My teachers were aware that I wanted to undertake a degree through the OU and noticeably offered me far less support and guidance than my fellow students, who wanted to go to conventional universities. I accepted that but felt very aggrieved by the resentment and hostility that I was shown when I announced that I was leaving 6th form to begin an apprenticeship with Vauxhall motors.
Throughout my time in education, apprenticeships were perceived to be for people who were not academic or motivated enough to go to university; they were and still are perceived to be second rate.
I have been with Vauxhall for a year and a half now and, in that time, the company has both fully supported me and funded my successful participation in a Level 3 Diploma in Business Administration and a Level 3 NVQ. As a result of the company's continuing funding and support, I am now undertaking a degree in Business Management.
I have a number of friends who have started their university degrees and they're finding it difficult to cope with the expense. In contrast, I have been able to buy myself a brand new car and pay for summer holidays, while still receiving the same level of higher education. Furthermore, and as equally important, is the fact that unlike my friends I am also gaining invaluable workplace experience.
This year I have been lucky enough to be selected as one of the 13 industry apprentices to sit on the Industry Apprentice Council, funded by awarding organisations EAL and IMI Awards. The IAC enables apprentices to speak with government ministers, policy makers and other influential organisations, to put forward our views and ideas and help to better promote apprenticeships.
The IAC has visited parliament twice already, to meet with the All Party Parliamentary Apprenticeships Group (APPAG), which consists of MPs and Peers from all mainstream political parties. Prior to those meetings, we gathered to prepare and ensure we have a consensus to present to the APPAG.
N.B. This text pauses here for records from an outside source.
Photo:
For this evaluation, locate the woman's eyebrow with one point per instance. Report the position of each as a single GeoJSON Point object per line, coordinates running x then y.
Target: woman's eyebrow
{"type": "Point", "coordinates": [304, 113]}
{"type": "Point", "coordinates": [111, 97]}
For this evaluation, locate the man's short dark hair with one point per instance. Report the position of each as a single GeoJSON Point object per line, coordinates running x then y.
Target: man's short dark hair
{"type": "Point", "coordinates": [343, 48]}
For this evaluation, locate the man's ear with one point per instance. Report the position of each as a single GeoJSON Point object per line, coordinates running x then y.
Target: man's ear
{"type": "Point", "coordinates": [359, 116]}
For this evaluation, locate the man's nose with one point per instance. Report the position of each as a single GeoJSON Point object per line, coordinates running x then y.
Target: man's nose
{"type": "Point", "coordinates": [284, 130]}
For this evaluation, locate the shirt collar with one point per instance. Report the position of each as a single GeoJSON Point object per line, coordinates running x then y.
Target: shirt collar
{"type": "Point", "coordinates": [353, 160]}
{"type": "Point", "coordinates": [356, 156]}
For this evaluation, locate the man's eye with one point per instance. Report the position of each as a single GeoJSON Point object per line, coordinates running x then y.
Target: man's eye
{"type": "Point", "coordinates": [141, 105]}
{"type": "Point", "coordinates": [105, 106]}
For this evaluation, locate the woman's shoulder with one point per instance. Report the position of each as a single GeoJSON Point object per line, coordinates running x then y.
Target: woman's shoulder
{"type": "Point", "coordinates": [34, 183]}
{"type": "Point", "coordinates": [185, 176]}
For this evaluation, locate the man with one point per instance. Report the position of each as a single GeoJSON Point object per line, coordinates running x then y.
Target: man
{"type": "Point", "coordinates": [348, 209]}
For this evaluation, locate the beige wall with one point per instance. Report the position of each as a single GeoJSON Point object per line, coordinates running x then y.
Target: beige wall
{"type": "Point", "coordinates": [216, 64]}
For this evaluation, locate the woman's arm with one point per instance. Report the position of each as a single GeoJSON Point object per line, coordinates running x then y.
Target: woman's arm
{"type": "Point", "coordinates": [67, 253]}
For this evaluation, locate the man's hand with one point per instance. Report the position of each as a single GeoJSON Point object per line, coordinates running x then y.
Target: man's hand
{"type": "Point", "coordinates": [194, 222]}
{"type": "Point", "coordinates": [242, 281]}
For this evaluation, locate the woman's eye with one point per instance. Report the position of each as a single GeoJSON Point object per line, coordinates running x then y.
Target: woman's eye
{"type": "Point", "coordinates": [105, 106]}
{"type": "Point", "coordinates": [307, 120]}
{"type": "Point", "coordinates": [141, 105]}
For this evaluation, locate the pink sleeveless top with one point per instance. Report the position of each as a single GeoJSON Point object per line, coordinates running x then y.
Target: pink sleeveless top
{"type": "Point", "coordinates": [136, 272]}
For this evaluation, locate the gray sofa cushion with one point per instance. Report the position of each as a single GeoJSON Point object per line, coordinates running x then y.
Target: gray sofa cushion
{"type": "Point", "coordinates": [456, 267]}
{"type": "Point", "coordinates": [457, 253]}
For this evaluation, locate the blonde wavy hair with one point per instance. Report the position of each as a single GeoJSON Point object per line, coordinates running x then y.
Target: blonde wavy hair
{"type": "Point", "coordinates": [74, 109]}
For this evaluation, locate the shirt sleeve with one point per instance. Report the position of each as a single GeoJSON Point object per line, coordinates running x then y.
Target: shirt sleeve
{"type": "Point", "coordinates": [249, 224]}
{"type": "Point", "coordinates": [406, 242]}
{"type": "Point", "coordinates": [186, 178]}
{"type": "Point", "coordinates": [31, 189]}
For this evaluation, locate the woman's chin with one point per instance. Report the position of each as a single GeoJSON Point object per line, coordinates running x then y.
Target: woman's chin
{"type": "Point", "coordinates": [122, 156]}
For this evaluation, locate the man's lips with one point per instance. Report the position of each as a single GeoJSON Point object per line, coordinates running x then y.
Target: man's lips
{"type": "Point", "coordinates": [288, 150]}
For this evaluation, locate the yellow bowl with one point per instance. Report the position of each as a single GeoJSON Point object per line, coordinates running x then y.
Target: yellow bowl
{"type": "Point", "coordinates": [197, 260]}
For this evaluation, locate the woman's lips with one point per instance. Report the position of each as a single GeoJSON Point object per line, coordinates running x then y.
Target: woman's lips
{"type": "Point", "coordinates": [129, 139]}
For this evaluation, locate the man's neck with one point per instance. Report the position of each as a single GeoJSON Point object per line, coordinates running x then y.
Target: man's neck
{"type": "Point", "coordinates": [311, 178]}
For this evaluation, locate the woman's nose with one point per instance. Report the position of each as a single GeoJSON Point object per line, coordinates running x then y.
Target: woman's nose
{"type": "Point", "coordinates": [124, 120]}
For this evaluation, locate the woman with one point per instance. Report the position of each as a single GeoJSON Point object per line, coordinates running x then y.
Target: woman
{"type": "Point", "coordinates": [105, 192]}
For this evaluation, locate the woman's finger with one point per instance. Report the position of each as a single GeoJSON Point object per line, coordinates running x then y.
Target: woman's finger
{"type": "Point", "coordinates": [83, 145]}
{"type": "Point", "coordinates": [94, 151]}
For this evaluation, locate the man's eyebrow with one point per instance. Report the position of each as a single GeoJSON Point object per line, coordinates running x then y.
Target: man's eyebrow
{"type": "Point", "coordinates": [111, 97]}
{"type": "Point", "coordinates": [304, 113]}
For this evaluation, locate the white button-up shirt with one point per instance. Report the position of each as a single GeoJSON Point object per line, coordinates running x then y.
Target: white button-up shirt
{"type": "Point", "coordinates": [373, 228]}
As a team we have specified that our mission is to change the perception of apprenticeships. It was shocking to find that, of the thirteen IAC members, only one was given encouragement from their careers advisor in regard to pursuing an apprenticeship.
This is a common theme emanating from the apprentices that we have spoken to; careers advice in school, the main place of impact, is not what we would expect or like to see.
Skills Minster Matthew Hancock has agreed to hear our campaign ideas to raise awareness and generate interest in apprenticeships and has been very complimentary towards the initiatives we have already discussed with him in the APPAG.
The IAC has provided my colleagues and I with an amazing opportunity to influence decision making at the highest level and, as a consequence, bring about a positive change. We can only thank EAL and IMI Awards for the opportunity and do our best to promote apprenticeships, be the best role models we can be, and help to establish the vocational route as equal to higher education.